Annie entre à reculons. Elle est bien surprise de me voir, mais ne dit pas un mot. La mère de Stan pousse ma prof à s’assoir à côté de moi. Elle lui donne un concombre, un économe et un couteau en disant :
- Allez, hop, au travail vous aussi.
- Madame, commence à dire Annie. Je peux vous…
- Mais, vous n’avez pas honte de vous ? Faire ce que vous avez fait, dans ces tenues, devant d’autres personnes en plus. Mais, c’est insensé. Vous êtes professeur et élève tout de même. Mais, où est-ce que mes fils vous ont trouvées ?
- Ce que vous avez vu ne représente pas exactement ce qu’il s’est passé.
- Je peux vous appeler par votre prénom ?
- Oui, si vous voulez.
- Bien, Annie. J’ai vu bien plus que je n’aurais préféré. Je ne sais pas quel est l’imbécile qui a utilisé le camescope familial, mais je peux vous assurez que j’ai bien vu ce qu’il se passait, avec les bruitages en plus. Et mon mari aussi.
Je n’en mène vraiment pas large. Annie non plus d’ailleurs. Mes dés de poivron sont totalement loupés. Elle a donc tout regardé. Son mari également. C’est la honte totale. Annie avait certainement voulu faire une bonne première impression en portant cette jolie petite robe d’été à fleurs. Ben, c’est loupé. Elle demande tout de même à la mère de Stan :
- Et il va se passer quoi maintenant ?
- Nous allons passer un déjeuner comme il était prévu, en essayant de ne pas penser à toute cette histoire et en fêtant l’anniversaire de Luc. Et ensuite, je peux vous assurer que la relation avec mes fils sera terminée. Suis-je bien claire ? Vous n’êtes pas dignes d’eux.
Et elle devient toute blanche, encore plus qu’Annie et moi. Elle prend à son tour une chaise et s’assoit. Je lui demande :
- Vous n’avez pas l’air d’aller bien.
- Non… je me transforme en ma belle-mère.
- Et vous ne vous entendez pas avec elle ?

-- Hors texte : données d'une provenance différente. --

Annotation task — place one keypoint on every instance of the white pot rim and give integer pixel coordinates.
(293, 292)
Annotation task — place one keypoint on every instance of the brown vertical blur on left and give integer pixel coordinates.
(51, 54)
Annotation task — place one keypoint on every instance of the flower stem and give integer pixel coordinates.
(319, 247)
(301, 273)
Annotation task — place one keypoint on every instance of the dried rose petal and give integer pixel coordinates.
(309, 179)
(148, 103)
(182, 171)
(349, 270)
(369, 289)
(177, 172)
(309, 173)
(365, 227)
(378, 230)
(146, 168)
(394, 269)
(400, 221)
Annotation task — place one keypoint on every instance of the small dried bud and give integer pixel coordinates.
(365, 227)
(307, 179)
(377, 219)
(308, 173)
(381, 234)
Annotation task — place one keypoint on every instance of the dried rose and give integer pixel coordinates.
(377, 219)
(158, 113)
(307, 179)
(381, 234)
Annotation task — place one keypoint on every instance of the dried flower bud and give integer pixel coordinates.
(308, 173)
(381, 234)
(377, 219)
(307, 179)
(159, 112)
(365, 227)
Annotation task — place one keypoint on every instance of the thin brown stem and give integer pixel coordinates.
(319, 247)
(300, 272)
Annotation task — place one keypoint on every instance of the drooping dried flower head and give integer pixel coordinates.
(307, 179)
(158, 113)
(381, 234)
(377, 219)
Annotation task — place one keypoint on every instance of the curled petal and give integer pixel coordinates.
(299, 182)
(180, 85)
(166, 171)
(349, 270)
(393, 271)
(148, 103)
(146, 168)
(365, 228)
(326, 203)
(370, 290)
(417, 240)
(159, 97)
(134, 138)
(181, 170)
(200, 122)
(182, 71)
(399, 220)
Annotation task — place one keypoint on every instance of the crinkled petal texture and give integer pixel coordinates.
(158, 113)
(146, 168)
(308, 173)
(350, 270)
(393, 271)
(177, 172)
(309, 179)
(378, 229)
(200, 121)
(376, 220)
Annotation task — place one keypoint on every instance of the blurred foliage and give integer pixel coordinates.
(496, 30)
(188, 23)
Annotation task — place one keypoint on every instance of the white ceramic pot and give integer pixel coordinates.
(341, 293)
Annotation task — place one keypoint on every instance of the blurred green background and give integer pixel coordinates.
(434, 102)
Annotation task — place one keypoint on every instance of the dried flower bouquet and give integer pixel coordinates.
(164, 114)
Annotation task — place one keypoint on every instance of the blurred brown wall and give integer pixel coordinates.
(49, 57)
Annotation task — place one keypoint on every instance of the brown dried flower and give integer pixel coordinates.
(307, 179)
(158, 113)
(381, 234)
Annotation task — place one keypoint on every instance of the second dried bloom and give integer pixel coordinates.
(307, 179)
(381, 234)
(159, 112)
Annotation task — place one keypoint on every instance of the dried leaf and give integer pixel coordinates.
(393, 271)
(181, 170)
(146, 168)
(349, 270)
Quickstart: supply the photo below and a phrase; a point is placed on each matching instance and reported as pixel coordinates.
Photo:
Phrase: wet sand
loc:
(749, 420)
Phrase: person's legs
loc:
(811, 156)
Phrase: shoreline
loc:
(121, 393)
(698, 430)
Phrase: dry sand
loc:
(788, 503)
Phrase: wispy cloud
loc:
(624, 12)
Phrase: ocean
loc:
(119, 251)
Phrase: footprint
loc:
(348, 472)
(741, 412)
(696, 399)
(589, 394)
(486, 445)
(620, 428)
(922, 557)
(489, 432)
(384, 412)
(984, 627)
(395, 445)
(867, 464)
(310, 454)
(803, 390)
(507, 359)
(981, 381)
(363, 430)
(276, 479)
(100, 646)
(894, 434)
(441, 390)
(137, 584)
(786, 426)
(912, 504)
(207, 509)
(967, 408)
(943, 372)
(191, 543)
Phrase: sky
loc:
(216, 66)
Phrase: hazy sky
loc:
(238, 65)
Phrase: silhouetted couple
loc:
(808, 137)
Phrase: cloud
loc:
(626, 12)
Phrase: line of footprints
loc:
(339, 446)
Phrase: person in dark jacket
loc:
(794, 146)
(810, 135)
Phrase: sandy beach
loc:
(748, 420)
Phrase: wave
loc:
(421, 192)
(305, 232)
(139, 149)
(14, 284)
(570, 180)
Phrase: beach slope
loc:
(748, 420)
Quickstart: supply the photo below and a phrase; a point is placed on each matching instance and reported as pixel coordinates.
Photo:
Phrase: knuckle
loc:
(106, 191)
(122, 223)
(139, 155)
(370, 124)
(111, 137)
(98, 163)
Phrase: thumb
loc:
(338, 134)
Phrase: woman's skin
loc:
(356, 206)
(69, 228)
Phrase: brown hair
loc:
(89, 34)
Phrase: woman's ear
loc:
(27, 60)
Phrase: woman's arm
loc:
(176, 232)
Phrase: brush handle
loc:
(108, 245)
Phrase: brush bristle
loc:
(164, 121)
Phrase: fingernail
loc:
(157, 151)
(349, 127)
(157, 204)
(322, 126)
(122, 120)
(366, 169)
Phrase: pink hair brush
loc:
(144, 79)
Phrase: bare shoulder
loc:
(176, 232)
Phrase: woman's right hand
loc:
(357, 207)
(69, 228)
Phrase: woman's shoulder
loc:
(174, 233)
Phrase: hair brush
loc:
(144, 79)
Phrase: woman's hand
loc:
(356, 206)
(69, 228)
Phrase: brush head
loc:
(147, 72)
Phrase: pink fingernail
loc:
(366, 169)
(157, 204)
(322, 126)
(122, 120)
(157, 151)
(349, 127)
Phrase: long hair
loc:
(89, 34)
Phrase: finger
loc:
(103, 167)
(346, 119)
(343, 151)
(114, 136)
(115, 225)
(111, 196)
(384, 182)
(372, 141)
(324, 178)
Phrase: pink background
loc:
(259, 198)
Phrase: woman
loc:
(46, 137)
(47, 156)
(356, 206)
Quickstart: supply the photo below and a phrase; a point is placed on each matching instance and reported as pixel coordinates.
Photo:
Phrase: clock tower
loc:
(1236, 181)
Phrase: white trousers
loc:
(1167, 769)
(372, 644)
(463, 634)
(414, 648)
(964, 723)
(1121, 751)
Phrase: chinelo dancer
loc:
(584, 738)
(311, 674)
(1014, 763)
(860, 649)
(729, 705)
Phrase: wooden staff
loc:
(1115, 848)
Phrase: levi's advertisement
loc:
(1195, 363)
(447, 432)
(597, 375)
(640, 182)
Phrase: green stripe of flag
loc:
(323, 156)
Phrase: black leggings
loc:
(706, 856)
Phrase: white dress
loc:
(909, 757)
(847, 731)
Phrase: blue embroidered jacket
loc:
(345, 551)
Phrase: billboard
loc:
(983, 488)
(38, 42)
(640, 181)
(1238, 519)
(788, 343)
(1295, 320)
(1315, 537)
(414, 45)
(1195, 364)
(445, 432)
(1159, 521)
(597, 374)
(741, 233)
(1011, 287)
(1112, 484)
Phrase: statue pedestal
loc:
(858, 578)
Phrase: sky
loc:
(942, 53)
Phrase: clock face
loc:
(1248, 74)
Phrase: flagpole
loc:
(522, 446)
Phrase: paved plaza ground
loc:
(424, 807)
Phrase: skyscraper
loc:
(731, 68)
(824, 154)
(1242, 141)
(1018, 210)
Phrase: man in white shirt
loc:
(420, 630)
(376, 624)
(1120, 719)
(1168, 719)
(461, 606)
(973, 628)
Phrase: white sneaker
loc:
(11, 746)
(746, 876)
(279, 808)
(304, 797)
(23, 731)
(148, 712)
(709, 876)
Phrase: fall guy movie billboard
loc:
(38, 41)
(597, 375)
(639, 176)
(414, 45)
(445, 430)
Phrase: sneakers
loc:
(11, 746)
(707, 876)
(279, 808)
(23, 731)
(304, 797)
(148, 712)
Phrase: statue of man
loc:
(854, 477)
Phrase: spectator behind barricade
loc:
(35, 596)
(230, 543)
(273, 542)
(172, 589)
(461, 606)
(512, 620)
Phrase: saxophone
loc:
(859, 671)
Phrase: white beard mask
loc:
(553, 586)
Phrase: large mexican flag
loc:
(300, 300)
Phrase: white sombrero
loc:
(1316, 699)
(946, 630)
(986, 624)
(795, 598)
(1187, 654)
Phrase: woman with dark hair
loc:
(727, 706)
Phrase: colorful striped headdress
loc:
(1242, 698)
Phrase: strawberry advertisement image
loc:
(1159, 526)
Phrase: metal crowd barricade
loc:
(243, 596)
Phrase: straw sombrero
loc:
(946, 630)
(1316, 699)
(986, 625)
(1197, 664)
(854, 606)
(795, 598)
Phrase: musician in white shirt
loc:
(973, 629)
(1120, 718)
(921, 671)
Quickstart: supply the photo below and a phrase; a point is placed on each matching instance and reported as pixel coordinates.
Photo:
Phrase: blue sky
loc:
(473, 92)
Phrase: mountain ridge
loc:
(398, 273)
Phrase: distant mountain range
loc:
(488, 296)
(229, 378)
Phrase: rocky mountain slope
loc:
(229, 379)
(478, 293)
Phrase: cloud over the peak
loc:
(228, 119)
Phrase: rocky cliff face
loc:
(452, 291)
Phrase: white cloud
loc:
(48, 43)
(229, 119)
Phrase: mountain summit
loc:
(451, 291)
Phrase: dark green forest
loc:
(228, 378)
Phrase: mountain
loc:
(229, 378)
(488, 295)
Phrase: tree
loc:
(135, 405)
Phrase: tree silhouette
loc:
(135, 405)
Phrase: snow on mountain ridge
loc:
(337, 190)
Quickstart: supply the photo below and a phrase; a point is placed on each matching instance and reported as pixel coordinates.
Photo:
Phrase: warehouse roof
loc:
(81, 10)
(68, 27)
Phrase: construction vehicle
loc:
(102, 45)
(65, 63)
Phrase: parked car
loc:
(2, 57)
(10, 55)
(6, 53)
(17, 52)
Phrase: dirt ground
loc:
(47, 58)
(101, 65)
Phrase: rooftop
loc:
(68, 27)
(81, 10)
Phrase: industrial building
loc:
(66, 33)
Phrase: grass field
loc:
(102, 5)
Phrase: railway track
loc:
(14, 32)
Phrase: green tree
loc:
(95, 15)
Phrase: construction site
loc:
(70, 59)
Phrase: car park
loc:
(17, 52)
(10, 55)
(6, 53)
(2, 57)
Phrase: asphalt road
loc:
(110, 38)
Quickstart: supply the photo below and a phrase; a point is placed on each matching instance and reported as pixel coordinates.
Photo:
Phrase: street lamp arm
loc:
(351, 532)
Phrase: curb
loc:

- Pas vraiment, non. Les débuts ont été très compliqués entre nous.
- Ah… à cause de… ce dont nous parlions tout à l’heure ?
- Parce que je me suis mise quasiment à poil devant 500 élèves pour devenir miss bizut ? S’il n’y avait eu que ça.
Annie me regarde, elle ne semble pas au courant de cette histoire. J’aimerais bien lui expliquer, mais ce n’est pas vraiment le lieu ni le moment.